ItaliaOggi, 10 settembre 2022
No al ristorante Testa di moro
Non andate al ristorante «Testa di moro», i sostenitori del politically correct hanno lanciato una campagna contro il locale Zum Mohrenkopf a Kiel, sul Baltico. Peccato che il proprietario e gestore del locale, sia il nigeriano Andrew Onuegbu, orgoglioso del suo colore. «Chi mi contesta» sogghigna «evidentemente non è mai stato mio cliente, altrimenti mi avrebbe conosciuto. Eppure mettono in internet critiche negative sulla mia cucina. Credono di attaccare un razzista e invece tentano di rovinarmi. Ma non ci riescono».

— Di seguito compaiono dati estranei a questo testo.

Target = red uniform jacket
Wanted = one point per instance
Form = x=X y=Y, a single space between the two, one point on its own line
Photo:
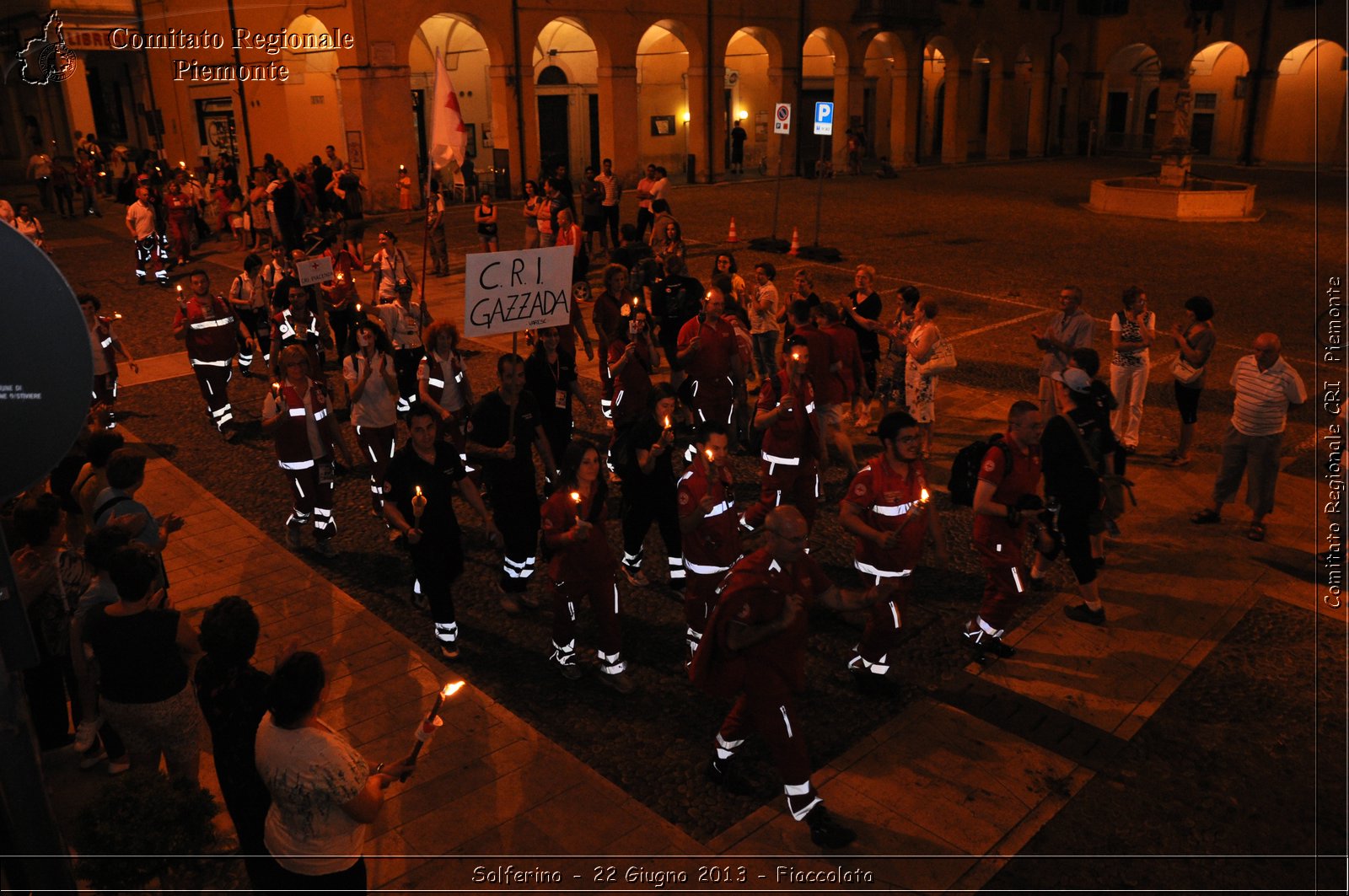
x=209 y=339
x=586 y=561
x=889 y=502
x=795 y=433
x=715 y=544
x=755 y=591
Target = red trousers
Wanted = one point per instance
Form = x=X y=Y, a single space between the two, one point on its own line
x=1007 y=575
x=798 y=485
x=883 y=628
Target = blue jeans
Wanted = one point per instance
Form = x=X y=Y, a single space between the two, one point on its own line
x=766 y=352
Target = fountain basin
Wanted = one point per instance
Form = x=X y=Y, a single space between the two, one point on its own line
x=1198 y=200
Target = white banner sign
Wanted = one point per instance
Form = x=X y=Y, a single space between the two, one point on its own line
x=314 y=270
x=508 y=292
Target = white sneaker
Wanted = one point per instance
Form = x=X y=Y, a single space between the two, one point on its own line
x=85 y=734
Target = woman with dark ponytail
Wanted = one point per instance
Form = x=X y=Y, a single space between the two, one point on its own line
x=324 y=794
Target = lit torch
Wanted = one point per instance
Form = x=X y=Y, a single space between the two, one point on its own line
x=431 y=723
x=418 y=507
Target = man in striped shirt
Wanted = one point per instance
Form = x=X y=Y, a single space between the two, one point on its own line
x=1266 y=386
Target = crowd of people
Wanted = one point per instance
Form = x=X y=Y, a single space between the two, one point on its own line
x=691 y=373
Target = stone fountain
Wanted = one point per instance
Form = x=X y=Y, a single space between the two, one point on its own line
x=1175 y=193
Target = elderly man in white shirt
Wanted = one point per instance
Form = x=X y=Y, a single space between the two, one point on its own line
x=1266 y=386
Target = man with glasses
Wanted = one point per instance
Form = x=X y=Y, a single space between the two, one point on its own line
x=1069 y=330
x=755 y=651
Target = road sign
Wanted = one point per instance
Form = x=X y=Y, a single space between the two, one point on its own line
x=825 y=119
x=314 y=270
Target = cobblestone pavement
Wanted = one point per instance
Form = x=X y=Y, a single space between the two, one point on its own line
x=993 y=243
x=1244 y=747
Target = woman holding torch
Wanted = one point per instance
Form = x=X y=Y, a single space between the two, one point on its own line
x=582 y=566
x=324 y=794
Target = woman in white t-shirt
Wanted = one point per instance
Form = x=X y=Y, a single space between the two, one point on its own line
x=1132 y=331
x=324 y=794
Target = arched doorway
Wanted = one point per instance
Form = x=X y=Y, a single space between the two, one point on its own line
x=566 y=78
x=1126 y=127
x=937 y=54
x=312 y=96
x=1308 y=116
x=1217 y=105
x=746 y=88
x=467 y=64
x=1020 y=101
x=663 y=101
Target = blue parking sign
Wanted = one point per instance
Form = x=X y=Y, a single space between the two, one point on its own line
x=825 y=118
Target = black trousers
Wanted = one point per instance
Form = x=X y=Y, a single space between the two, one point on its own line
x=644 y=505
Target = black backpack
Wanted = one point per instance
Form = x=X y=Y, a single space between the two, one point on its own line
x=965 y=469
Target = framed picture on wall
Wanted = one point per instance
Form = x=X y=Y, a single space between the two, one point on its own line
x=355 y=154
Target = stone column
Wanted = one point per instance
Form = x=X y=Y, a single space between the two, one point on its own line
x=955 y=127
x=368 y=94
x=1038 y=115
x=701 y=118
x=505 y=131
x=618 y=121
x=906 y=96
x=997 y=143
x=74 y=91
x=787 y=83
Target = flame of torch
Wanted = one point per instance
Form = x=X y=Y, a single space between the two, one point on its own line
x=418 y=507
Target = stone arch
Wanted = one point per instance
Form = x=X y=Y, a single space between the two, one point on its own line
x=1309 y=101
x=1130 y=94
x=469 y=57
x=312 y=94
x=664 y=101
x=1217 y=101
x=941 y=61
x=753 y=60
x=567 y=115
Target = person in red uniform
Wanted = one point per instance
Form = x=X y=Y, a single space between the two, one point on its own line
x=755 y=649
x=1005 y=502
x=207 y=325
x=583 y=566
x=296 y=412
x=632 y=361
x=105 y=346
x=888 y=509
x=443 y=384
x=428 y=473
x=712 y=362
x=609 y=325
x=708 y=525
x=841 y=384
x=793 y=439
x=179 y=207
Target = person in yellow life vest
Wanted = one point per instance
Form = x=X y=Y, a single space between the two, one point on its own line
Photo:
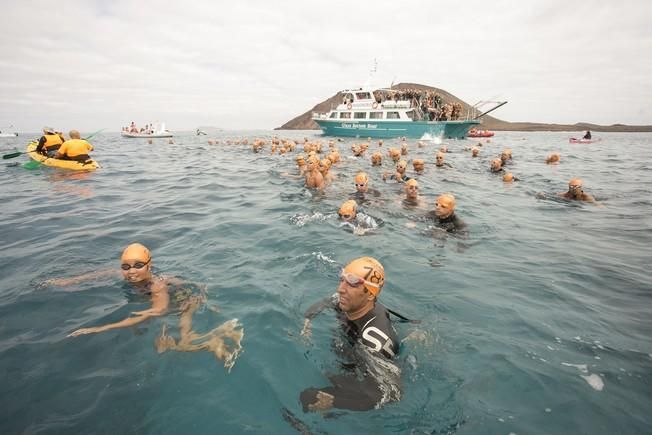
x=49 y=142
x=74 y=149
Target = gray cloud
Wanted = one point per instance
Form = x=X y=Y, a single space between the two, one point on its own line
x=251 y=65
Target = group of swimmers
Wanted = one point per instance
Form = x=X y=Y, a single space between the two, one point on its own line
x=371 y=341
x=54 y=144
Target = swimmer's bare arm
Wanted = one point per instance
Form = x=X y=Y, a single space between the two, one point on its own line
x=64 y=282
x=160 y=302
x=313 y=311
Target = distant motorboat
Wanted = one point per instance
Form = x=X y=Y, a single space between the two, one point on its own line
x=158 y=131
x=479 y=133
x=575 y=140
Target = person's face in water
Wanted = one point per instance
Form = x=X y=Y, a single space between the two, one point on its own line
x=352 y=296
x=444 y=207
x=575 y=189
x=361 y=186
x=136 y=268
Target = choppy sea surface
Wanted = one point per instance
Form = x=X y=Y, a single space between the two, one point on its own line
x=538 y=323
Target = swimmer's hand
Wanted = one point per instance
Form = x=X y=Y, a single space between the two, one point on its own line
x=324 y=402
x=306 y=331
x=148 y=312
x=84 y=331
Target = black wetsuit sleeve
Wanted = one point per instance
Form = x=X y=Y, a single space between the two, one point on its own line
x=349 y=393
x=318 y=307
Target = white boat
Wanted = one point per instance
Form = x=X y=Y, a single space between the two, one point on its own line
x=159 y=131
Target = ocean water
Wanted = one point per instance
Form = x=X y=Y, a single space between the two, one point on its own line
x=538 y=323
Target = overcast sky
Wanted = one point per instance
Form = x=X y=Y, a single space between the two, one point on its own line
x=257 y=64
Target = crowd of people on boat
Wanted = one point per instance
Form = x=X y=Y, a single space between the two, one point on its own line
x=429 y=105
x=133 y=128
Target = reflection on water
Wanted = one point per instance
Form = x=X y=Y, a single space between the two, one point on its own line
x=538 y=322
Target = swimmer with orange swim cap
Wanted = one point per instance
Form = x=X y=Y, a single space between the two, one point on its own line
x=418 y=165
x=136 y=269
x=553 y=159
x=575 y=192
x=314 y=179
x=399 y=176
x=362 y=189
x=360 y=222
x=444 y=216
x=365 y=322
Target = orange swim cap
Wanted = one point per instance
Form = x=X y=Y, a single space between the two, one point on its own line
x=361 y=177
x=370 y=270
x=136 y=252
x=348 y=208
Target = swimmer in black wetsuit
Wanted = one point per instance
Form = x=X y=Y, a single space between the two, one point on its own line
x=136 y=269
x=365 y=324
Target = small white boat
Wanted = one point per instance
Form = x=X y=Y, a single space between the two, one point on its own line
x=159 y=131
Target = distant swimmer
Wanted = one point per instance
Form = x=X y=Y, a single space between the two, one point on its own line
x=419 y=166
x=506 y=156
x=362 y=189
x=314 y=178
x=399 y=176
x=164 y=293
x=444 y=215
x=371 y=343
x=75 y=148
x=553 y=159
x=509 y=177
x=575 y=192
x=49 y=143
x=359 y=222
x=412 y=198
x=440 y=161
x=496 y=166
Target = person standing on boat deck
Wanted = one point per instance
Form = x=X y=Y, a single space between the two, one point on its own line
x=136 y=268
x=49 y=142
x=75 y=148
x=371 y=343
x=575 y=192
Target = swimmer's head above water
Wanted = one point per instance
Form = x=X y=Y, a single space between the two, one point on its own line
x=361 y=181
x=360 y=284
x=348 y=210
x=444 y=205
x=136 y=264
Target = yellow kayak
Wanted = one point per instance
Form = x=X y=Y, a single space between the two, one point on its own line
x=89 y=165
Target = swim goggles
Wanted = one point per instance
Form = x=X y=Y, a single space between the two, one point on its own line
x=137 y=265
x=355 y=280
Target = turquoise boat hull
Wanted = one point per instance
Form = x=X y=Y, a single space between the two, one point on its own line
x=411 y=129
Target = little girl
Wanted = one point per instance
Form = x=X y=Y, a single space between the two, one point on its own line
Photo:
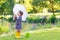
x=18 y=27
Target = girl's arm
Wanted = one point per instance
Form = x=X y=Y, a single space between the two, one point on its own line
x=14 y=17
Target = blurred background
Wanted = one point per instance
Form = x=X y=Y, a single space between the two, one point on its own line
x=42 y=14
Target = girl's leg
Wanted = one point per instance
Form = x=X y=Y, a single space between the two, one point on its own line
x=18 y=34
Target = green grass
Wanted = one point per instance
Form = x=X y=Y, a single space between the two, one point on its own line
x=44 y=35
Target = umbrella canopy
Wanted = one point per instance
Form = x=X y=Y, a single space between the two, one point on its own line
x=17 y=8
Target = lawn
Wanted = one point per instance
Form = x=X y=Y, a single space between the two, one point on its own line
x=53 y=34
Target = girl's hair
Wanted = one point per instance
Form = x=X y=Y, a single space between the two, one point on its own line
x=21 y=13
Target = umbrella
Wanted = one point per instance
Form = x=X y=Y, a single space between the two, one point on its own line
x=17 y=8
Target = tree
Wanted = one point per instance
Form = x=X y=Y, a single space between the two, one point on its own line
x=6 y=6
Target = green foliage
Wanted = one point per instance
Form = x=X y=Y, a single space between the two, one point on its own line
x=53 y=19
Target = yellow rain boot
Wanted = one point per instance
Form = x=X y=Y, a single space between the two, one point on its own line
x=17 y=34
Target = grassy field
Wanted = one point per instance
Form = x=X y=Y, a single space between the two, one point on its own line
x=53 y=34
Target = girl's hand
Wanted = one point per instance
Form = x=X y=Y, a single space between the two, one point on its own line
x=14 y=16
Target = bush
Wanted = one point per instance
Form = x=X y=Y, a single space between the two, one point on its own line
x=53 y=19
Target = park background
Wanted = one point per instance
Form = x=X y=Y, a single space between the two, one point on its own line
x=42 y=23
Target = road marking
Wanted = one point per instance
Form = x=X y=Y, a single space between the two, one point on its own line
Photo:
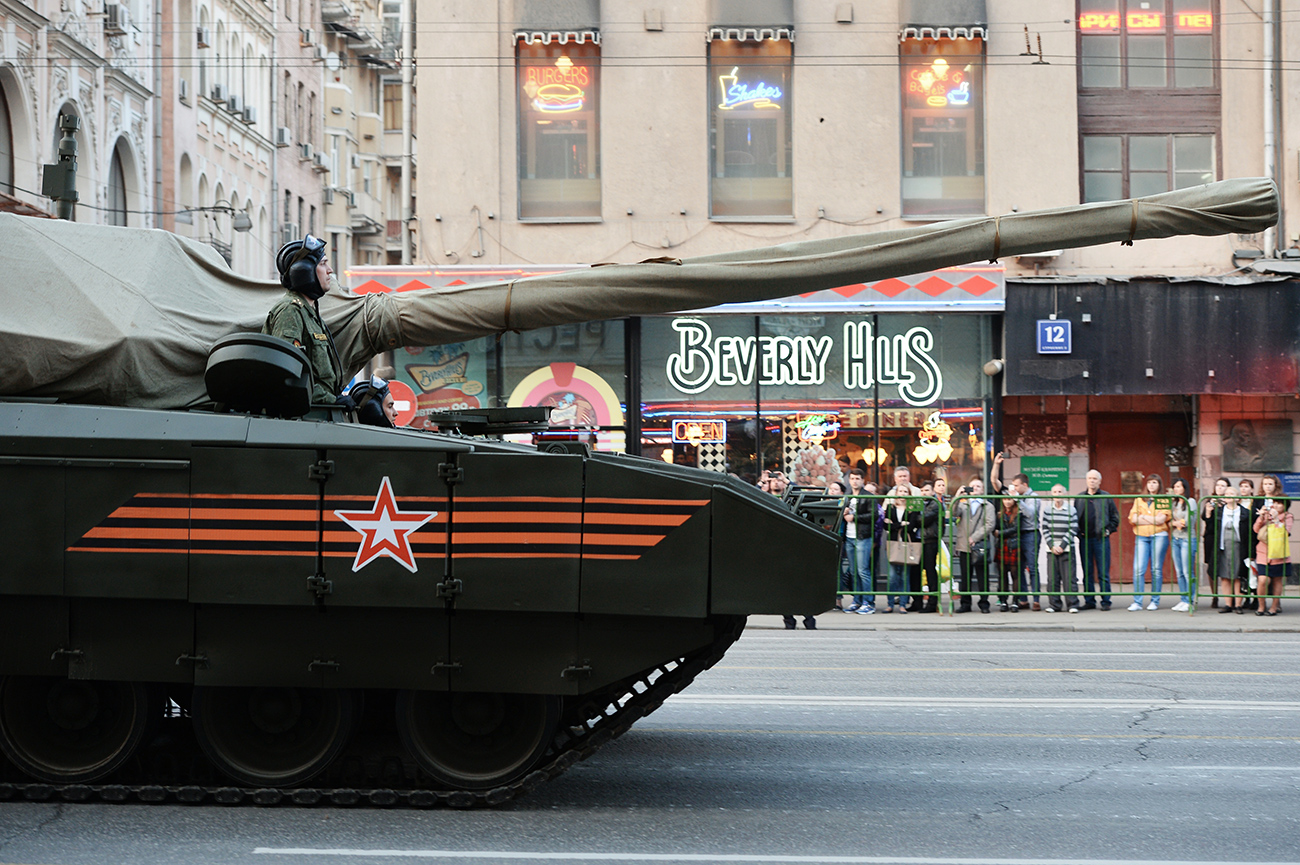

Dal Nord al Sud, in Baviera è sotto attacco anche il Cafè Mohrenkopf, che non intende cambiare nome. Forse non varrebbe la pena di parlare ancora della mania del politicamente corretto, se non fosse per la reazione dei presunti colpevoli: basterebbe dire no.
Tempo fa, è stata chiesta la rimozione dalla Gemälde Galerie a Berlino del capolavoro di Caravaggio, Amore terrestre, perché osceno, un giovinetto nudo e trionfante. Un invito alla pedofilia? Andava nascosto in magazzino. Il direttore del museo rispose: «Non ci penso affatto». E il quadro è rimasto al suo posto.
Il Mohrenkopf è un piccolo caffè a Ingolstadt, la città della Audi sul Danubio, e riceve proteste via internet: Il nome è razzistico, discriminante, intollerabile, deve essere ribattezzato. Il guaio è che sul sito dove vengono riportati i giudizi dei clienti, danno voti negativi che danneggiano il locale.
«Ognuno può scrivere quel che pensa», si arrabbia il proprietario, «ma i giudizi andrebbero motivati. Nessuno è perfetto, se la critica è fondata noi siamo pronti a migliorare, ma chi scrive non è mai venuto nemmeno a Ingolstadt, ci attaccano solo per il nome».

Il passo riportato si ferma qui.